Abstract

Objective: The association diabetes-high blood pressure (BP) is frequent. It increases the cardiovascular risk and accelerates the onset of degenerative complications of diabetes. The aim of the present study was to test the effect of the hypertension-diabetes association on the degenerative complications of diabetes and to determine the proportion and the factors associated with uncontrolled hypertension. Design and method: This was a cross-sectional study conducted among 2129 type 2 diabetic hypertensive patients aged 40 years or over, followed in the internal medicine department of hospital of Blida (Algeria), between February 2020 to November 2022. Results: The average age was 46 ± 6.6 years, with a female predominance (73.5%).
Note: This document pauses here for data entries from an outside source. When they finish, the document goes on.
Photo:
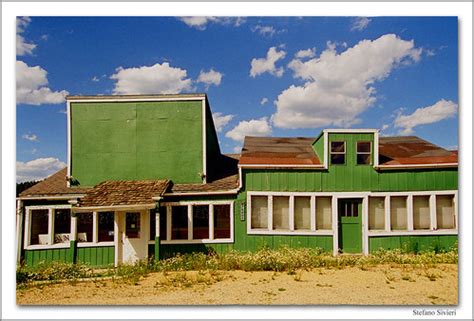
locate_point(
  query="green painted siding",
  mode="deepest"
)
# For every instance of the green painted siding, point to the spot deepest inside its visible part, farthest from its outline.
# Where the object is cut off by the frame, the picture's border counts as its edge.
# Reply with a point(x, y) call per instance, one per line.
point(136, 140)
point(96, 256)
point(413, 243)
point(34, 257)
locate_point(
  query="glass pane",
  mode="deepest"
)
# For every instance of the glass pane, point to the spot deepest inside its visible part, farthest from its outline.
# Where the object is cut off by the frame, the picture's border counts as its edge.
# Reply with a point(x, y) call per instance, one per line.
point(132, 225)
point(179, 222)
point(302, 213)
point(281, 212)
point(376, 213)
point(152, 214)
point(163, 220)
point(421, 212)
point(259, 212)
point(338, 159)
point(221, 221)
point(84, 227)
point(62, 225)
point(363, 147)
point(363, 159)
point(106, 226)
point(39, 227)
point(200, 222)
point(337, 147)
point(398, 212)
point(445, 211)
point(323, 213)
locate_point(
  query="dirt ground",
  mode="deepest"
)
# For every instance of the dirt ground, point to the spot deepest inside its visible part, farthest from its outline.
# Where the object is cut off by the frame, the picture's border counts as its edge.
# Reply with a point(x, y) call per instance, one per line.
point(355, 286)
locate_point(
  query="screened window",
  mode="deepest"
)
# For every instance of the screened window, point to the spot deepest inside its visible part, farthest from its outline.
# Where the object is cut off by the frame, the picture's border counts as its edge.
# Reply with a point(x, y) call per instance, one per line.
point(323, 213)
point(259, 212)
point(105, 226)
point(281, 212)
point(364, 151)
point(376, 213)
point(179, 222)
point(302, 209)
point(39, 227)
point(445, 216)
point(85, 227)
point(421, 212)
point(398, 212)
point(62, 225)
point(200, 222)
point(338, 153)
point(222, 221)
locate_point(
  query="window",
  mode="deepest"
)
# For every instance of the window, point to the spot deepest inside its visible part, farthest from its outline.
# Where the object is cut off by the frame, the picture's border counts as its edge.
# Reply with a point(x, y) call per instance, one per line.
point(398, 212)
point(85, 227)
point(200, 222)
point(39, 227)
point(376, 213)
point(62, 225)
point(106, 226)
point(338, 153)
point(179, 222)
point(364, 151)
point(132, 225)
point(445, 216)
point(323, 213)
point(281, 213)
point(222, 221)
point(421, 212)
point(259, 212)
point(302, 213)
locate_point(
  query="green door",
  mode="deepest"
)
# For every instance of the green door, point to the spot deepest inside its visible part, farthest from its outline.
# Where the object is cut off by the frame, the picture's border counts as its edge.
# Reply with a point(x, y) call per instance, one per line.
point(350, 225)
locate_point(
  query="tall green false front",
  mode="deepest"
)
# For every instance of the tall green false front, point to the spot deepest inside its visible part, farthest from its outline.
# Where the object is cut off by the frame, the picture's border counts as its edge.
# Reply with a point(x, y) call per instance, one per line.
point(136, 140)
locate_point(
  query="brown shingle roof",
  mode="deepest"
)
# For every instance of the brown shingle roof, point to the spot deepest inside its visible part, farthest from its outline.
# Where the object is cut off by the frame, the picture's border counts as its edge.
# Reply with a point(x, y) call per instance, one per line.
point(112, 193)
point(54, 185)
point(278, 151)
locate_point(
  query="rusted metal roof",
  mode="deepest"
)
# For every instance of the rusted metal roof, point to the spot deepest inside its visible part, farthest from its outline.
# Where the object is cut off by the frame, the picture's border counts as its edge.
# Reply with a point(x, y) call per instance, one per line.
point(54, 185)
point(278, 151)
point(412, 150)
point(113, 193)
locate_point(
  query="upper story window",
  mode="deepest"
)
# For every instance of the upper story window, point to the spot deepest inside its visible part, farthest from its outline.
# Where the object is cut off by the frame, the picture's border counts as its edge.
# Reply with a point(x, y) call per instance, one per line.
point(364, 153)
point(338, 153)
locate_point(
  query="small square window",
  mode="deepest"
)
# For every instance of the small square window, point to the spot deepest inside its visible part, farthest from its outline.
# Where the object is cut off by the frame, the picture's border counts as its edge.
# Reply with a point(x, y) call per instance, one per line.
point(338, 153)
point(364, 153)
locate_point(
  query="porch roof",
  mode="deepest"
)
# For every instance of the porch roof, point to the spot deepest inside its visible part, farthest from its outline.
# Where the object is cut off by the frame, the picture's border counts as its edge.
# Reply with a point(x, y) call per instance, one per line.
point(120, 193)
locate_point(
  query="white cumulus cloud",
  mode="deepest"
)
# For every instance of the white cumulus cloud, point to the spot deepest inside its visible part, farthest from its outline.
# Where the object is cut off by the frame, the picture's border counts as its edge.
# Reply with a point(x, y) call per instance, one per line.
point(201, 22)
point(31, 86)
point(156, 79)
point(340, 86)
point(30, 137)
point(22, 46)
point(442, 109)
point(267, 64)
point(360, 23)
point(253, 127)
point(221, 120)
point(37, 169)
point(210, 77)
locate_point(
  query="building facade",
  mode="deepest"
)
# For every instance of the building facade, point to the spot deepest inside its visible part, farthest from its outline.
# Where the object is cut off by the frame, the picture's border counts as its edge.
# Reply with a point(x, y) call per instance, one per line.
point(146, 177)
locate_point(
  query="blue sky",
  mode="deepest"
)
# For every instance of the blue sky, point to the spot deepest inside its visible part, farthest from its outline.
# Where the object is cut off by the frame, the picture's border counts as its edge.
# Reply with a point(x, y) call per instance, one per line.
point(279, 76)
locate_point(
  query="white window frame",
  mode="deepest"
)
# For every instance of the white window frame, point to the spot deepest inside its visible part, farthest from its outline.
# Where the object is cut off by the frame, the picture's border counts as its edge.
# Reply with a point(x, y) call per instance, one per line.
point(433, 230)
point(291, 230)
point(190, 240)
point(95, 231)
point(27, 237)
point(364, 153)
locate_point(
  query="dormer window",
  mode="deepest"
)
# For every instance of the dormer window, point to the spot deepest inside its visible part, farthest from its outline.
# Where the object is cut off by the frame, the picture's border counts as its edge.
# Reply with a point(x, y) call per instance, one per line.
point(338, 153)
point(364, 152)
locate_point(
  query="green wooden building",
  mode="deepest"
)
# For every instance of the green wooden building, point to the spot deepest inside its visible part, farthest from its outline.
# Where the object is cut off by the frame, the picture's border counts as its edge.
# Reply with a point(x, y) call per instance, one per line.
point(146, 177)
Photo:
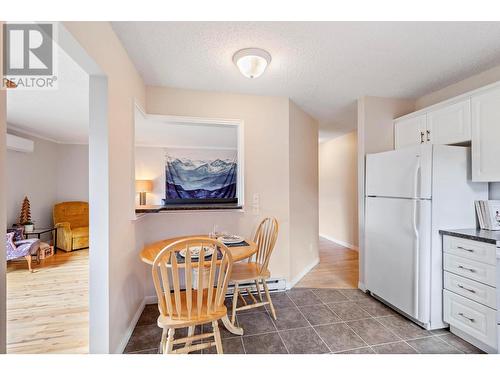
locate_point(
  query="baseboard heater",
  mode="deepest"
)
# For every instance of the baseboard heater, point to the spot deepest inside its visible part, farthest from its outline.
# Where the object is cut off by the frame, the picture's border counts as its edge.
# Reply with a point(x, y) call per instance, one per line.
point(274, 285)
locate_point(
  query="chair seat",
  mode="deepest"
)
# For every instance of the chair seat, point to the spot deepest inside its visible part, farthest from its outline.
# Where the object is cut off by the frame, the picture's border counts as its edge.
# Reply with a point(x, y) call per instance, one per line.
point(184, 320)
point(248, 271)
point(80, 232)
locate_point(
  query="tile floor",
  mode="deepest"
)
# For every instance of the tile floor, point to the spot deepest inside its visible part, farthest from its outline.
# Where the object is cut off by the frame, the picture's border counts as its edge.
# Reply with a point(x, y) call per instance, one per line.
point(344, 321)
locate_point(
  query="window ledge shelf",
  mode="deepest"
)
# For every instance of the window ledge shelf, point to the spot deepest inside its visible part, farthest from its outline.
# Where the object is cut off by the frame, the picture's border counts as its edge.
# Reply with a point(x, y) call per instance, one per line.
point(186, 207)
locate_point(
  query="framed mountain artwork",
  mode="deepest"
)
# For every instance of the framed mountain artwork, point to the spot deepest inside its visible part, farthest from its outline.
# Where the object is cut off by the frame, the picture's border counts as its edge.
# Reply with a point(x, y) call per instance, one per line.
point(200, 176)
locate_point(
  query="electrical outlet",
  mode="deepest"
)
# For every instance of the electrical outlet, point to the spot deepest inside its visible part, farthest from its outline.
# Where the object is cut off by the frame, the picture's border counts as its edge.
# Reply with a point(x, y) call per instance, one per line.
point(256, 204)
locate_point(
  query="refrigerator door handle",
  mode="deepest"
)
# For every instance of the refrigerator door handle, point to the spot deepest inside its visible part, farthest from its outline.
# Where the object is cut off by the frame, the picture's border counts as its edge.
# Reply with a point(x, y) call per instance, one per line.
point(417, 245)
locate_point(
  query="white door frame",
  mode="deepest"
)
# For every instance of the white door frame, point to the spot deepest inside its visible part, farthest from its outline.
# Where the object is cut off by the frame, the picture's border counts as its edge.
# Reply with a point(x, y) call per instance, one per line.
point(98, 197)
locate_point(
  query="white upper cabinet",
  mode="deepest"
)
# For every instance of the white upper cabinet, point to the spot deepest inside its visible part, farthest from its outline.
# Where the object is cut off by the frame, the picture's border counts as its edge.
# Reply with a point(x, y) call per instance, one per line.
point(409, 131)
point(486, 136)
point(449, 124)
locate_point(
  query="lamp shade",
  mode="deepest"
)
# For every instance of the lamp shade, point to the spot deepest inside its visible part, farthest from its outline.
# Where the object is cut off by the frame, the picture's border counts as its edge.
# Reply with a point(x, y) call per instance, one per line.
point(144, 186)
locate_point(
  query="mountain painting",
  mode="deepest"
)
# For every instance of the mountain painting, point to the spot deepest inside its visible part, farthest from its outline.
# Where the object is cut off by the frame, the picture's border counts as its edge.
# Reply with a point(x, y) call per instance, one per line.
point(200, 174)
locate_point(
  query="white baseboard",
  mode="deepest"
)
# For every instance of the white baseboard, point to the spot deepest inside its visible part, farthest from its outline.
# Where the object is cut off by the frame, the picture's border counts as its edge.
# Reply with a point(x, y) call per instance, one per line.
point(362, 286)
point(306, 270)
point(339, 242)
point(133, 323)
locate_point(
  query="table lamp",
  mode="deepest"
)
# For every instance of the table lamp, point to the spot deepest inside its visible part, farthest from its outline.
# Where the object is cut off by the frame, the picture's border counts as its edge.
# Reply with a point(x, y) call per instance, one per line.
point(143, 187)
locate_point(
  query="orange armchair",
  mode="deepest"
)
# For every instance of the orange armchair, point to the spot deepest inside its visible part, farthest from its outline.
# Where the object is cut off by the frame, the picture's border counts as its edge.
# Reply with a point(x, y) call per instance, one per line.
point(72, 222)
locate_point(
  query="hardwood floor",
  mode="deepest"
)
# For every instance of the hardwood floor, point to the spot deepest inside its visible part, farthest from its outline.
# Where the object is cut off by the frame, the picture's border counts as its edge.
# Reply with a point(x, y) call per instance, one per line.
point(47, 311)
point(337, 268)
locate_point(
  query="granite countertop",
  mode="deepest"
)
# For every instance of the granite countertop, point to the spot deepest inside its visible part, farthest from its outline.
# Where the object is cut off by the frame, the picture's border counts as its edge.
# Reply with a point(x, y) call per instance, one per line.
point(186, 207)
point(482, 235)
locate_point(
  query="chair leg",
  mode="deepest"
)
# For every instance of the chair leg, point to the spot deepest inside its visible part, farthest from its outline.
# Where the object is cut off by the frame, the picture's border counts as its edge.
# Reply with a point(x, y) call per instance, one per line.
point(28, 259)
point(190, 334)
point(170, 341)
point(163, 343)
point(218, 342)
point(268, 296)
point(235, 303)
point(258, 289)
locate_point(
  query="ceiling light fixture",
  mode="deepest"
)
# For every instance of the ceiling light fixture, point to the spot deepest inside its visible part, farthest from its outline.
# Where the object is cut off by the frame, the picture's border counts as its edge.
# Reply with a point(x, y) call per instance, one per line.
point(252, 62)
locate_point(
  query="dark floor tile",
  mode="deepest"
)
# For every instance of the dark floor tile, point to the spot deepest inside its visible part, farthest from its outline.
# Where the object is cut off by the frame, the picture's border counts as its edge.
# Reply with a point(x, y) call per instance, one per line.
point(229, 346)
point(303, 297)
point(372, 331)
point(149, 315)
point(144, 337)
point(365, 350)
point(375, 308)
point(229, 304)
point(268, 343)
point(280, 300)
point(329, 295)
point(303, 341)
point(224, 333)
point(400, 347)
point(348, 311)
point(403, 327)
point(460, 344)
point(289, 318)
point(432, 345)
point(339, 336)
point(255, 323)
point(319, 314)
point(354, 294)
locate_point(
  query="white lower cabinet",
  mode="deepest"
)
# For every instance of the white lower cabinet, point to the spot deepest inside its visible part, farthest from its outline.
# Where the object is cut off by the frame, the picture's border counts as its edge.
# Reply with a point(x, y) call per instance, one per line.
point(470, 294)
point(474, 319)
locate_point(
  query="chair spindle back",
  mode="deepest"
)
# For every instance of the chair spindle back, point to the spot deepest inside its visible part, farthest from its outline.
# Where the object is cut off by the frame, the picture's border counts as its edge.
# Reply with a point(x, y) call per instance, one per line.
point(265, 238)
point(202, 296)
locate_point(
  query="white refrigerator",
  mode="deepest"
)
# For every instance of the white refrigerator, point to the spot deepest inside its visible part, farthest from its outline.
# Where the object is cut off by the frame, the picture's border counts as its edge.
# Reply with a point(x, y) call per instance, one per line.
point(412, 193)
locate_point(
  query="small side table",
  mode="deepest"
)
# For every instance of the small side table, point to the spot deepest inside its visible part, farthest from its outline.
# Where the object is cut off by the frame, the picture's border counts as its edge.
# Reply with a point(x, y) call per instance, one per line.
point(39, 231)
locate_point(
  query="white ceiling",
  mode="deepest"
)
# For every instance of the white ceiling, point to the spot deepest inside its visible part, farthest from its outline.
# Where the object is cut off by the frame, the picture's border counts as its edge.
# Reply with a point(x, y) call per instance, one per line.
point(61, 114)
point(322, 66)
point(156, 132)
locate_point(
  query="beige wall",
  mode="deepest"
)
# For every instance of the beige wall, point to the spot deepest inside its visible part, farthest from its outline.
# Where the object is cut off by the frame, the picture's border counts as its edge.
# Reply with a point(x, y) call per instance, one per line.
point(375, 134)
point(266, 165)
point(303, 151)
point(474, 82)
point(125, 87)
point(3, 210)
point(338, 190)
point(72, 173)
point(32, 174)
point(52, 173)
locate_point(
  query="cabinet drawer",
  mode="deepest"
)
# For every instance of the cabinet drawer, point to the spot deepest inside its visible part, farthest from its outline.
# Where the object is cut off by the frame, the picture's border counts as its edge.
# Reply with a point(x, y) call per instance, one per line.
point(474, 319)
point(471, 289)
point(470, 269)
point(475, 250)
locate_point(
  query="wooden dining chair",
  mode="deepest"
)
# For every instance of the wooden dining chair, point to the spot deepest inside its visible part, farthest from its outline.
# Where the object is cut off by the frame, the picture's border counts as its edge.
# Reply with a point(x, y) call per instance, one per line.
point(256, 271)
point(201, 302)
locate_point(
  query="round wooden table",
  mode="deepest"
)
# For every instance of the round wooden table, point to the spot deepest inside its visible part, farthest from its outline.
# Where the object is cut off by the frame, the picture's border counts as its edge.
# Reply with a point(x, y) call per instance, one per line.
point(149, 253)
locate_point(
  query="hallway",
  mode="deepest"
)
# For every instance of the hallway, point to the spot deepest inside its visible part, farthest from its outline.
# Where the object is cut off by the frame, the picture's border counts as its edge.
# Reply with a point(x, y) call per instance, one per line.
point(337, 268)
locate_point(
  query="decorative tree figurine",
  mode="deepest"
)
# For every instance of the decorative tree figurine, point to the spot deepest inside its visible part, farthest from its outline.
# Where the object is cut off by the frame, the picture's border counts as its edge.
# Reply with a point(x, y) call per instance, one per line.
point(25, 217)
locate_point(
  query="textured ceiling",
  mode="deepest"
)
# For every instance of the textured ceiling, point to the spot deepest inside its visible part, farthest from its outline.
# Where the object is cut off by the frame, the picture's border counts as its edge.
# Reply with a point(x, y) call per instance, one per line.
point(322, 66)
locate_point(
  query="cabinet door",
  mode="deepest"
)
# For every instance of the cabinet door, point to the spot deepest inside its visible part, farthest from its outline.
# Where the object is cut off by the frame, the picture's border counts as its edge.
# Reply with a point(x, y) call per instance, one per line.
point(486, 136)
point(450, 124)
point(409, 132)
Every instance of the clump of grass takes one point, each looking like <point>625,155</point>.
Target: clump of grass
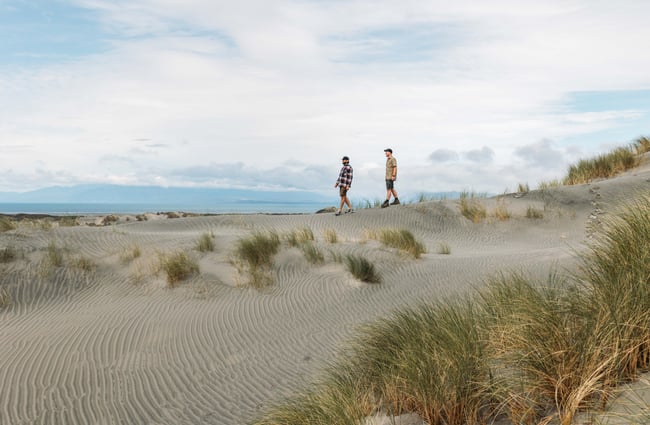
<point>602,166</point>
<point>534,213</point>
<point>83,263</point>
<point>501,212</point>
<point>331,236</point>
<point>130,254</point>
<point>536,351</point>
<point>6,225</point>
<point>523,188</point>
<point>255,257</point>
<point>401,239</point>
<point>546,354</point>
<point>7,254</point>
<point>178,266</point>
<point>444,248</point>
<point>471,208</point>
<point>549,184</point>
<point>312,253</point>
<point>641,145</point>
<point>205,242</point>
<point>300,236</point>
<point>362,269</point>
<point>616,273</point>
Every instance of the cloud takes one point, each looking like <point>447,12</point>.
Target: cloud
<point>541,154</point>
<point>483,155</point>
<point>443,155</point>
<point>182,86</point>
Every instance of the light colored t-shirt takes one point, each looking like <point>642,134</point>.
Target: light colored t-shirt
<point>391,164</point>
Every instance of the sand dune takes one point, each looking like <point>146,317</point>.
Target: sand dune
<point>103,339</point>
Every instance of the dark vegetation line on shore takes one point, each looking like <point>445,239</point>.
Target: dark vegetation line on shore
<point>518,349</point>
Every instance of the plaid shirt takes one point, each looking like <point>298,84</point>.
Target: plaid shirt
<point>345,177</point>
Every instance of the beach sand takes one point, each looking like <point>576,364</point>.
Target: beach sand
<point>103,339</point>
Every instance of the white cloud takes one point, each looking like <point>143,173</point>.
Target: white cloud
<point>190,84</point>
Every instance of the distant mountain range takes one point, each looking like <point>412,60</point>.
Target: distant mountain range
<point>106,193</point>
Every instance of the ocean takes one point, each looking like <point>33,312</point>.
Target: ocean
<point>239,207</point>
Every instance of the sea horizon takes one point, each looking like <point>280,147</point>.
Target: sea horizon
<point>99,208</point>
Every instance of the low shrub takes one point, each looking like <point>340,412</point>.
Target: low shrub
<point>534,213</point>
<point>178,266</point>
<point>300,236</point>
<point>471,208</point>
<point>331,236</point>
<point>312,253</point>
<point>254,255</point>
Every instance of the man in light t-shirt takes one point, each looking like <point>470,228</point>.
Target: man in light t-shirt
<point>391,176</point>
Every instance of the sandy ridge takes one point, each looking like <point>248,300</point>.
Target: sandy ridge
<point>106,347</point>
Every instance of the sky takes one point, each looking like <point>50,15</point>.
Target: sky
<point>470,95</point>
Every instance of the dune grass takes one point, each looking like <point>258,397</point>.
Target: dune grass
<point>254,257</point>
<point>401,239</point>
<point>534,213</point>
<point>471,206</point>
<point>178,266</point>
<point>130,254</point>
<point>527,350</point>
<point>8,254</point>
<point>501,212</point>
<point>312,253</point>
<point>331,236</point>
<point>605,165</point>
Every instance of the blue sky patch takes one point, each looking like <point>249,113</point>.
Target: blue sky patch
<point>38,32</point>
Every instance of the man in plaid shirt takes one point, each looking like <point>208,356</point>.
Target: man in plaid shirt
<point>343,183</point>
Hypertension was present in 60.4% of normal weight patients, in 55.1% of overweight patients and 62.8% of obese patients with a significant difference (p = 0.03). Macroangiopathy was observed in 57% of patients with mainly ischemic heart disease (44%). It was significantly more frequent in patients with LDL-c greater than 1.3 g/l and hypoHDLemia less than 0.35 g/l. The proportion of uncontrolled hypertension (BP > 140/90) was 55% including 13% of cases of severe hypertension (BP > 180/110). Resistant hypertension was found in 21% of cases. This poor blood pressure control was correlated with insulin treatment (p = 0.05), insufficient physical activity (p = 0.03), treatment duration greater than 10 years (p = 0.01) and a number of tablets greater than 2 (p = 0.031). We did not find a significant difference between the level of BP control and the seniority of diabetes, the body mass index, the presence of degenerative complications, the intellectual and socioeconomic level. The analytical study showed no positive association between the onset of hypertension and the following factors: the HbA1c level and the duration of diabetes progression. We found a strong correlation between the degenerative complications of diabetes and the presence of hypertension: retinopathy (p = 0.05), neuropathy (p = 0.02), nephropathy (p = 0.001), coronary artery disease (p = 0.001), cerebrovascular accidents (p = 0.01). Conclusions: Our study highlights the positive effect of hypertension on the degenerative complications of diabetes. Optimal control of blood pressure figures is imperative to limit the development of these complications and improve life expectancy.